In a different season of my life, I was a news junkie. Not really on purpose, but it just sort of happened. I found myself at home for long hours of the day when the best thing on television was news - local or national - and quite honestly, I just needed the noise.
I was never a person to tune into an actual 24/7 news channel; I was never over here streaming Fox or CNN or MSNBC or anything like that. It's just that one can only watch so many reruns in their life and at some point, the noise of the familiar voice becomes somewhat obnoxious and at least the news occasionally did have something new to add to my life.
I was not just a news junkie; I was an amateur pundit. Chalk it up, perhaps, to my background in journalism, where I learned to ask the questions. Or perhaps to my background in being human, where I learned to distract myself with them. But whatever it was, I was well-versed in everything from local headlines to international affairs and could wax eloquent on almost all of it.
It's a good way, maybe, to convince yourself you're relevant.
In the current season of my life, I almost never see the news. Really. It's still on in the mornings, but my attentions are elsewhere in that precious hour or so that I get before going to work - I'm reading my Bible, doing a couple of puzzles to warm my brain up for the day, walking the dog. By the time I realize the news is even on, I've missed most of it, and that's okay. When I get home from work, the news is almost over for the evening.
And quite honestly, I no longer need the noise.
So what changed?
What changed is that I landed in my dream job where my whole life is human service. Where I spend my days engaged with real human beings in my real community with real problems and things weighing heavy on them. I spend my days talking with folks who need someone to talk to, hearing about whatever they're thinking about, listening to my coworkers talk about the latest trends on whatever social media platform they are engaging.
And when you're so engaged and connected with the persons who are actually around you every day, all the commotion in the world simply loses its appeal.
I'm not saying we should be disengaged from worldly affairs. I'm not saying we should turn a blind eye to what's going on in other places. As good citizens of God's creation, we should live with our eyes wide open to what is going on in our fallen world...and all the little stories of redemption that are happening alongside of that.
But at the same time, we have to be honest with ourselves. We have to realize that it doesn't matter how much posturing I do here at home, there is not much I can do to realistically change the course, even for things I care deeply about, halfway across the country or the world. I can get as righteously (or unrighteously) angry as I want and spend my time up in arms here in my own town, but it's just noise.
And like I told you, I no longer need the noise.
I no longer need the noise because I'm actively engaged here in the conversation. I no longer need the noise because I'm doing the work right here. And yes, maybe one day, those headlines hit a little closer to home, but if I'm investing in my little corner of the world right now, then I'll be ready when I get here.

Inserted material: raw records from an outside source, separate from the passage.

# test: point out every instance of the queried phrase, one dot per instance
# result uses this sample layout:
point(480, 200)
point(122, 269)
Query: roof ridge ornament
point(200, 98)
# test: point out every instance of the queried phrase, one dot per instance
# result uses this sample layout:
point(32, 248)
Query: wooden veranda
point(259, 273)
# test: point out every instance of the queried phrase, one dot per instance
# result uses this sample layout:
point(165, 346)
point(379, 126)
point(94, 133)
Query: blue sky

I think that's the greatest lie that we've bought into. We've been told we have to engage the far away right now because if we don't stop it while it's there, we will blink and it will be here and it will be too late. But I don't think that's true. I think that if we engage right here right now, then when those big, scary things from far away finally get here, they won't find a crack to get a foothold in. We will be so connected, so secure, so engaged, so loving in our own place that there simply won't be room for them. We won't let each other down.

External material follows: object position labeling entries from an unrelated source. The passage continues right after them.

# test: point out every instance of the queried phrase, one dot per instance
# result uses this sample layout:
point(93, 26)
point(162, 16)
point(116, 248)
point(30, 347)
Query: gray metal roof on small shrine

So I don't need the noise any more. Because I'm building something better. And if that means that when I come home at the end of the day, I no longer need to turn the news on, then so be it. Because come what may, I'm ready for it.
I've been laying the foundation in the real world and that kind of solid foundation - that kind of real community, that kind of meaningful engagement, that kind of deep love - stands up to any headline. Every time.